The NJ Transit projects include $130 million toward two new trans-Hudson commuter rail tunnels and an expanded Penn Station in Manhattan; a combined $64 million for a new intermodal transit center and new cab signals for River LINE light rail; and $15 million for bus shelter construction statewide and the purchase of new vehicles.

Mike Bartholomew, transit administrator for the city of Las Cruces, NM, noted that the city’s RoadRUNNER Transit expects to receive $1.7 million in ARRA funds. Among the possibilities for funding he noted were security cameras and accessibility improvements for bus stops.

Citilink in Fort Wayne, IN, plans to use its estimated $4.1 million from ARRA to purchase hybrid buses to replace older vehicles in the fixed route fleet. The system noted that numerous Indiana companies provide products and services to the public transit industry.

Save the Date

There is still time to sign up for APTA's 2009 Bus and Paratransit Conference & International Bus Roadeo, in Seattle May 1-6. The event will include a series of interactive sessions, bus displays, and a products and services showcase featuring the latest bus and paratransit vehicles.  There will also be numerous opportunities to meet and network with industry leaders and colleagues from throughout North America.

In the Media

The New York Times this week included an article about DOT Secretary LaHood's discussions of possible transportation reforms.
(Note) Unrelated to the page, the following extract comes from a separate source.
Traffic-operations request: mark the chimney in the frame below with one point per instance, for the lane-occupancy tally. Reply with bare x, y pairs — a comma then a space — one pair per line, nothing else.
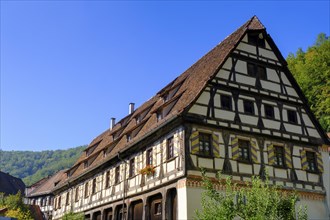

Former Secretary of Transportation Claude Brinegar died March 13 at the age of 82. A believer in energy conservation, he helped create the Conrail system for freight rail, as well as the 55-mph speed limit, the Los Angeles Times reports.

A stage actor in New York City saved the life of a man who fell from the subway platform onto the tracks as a train approached, according to The New York Times.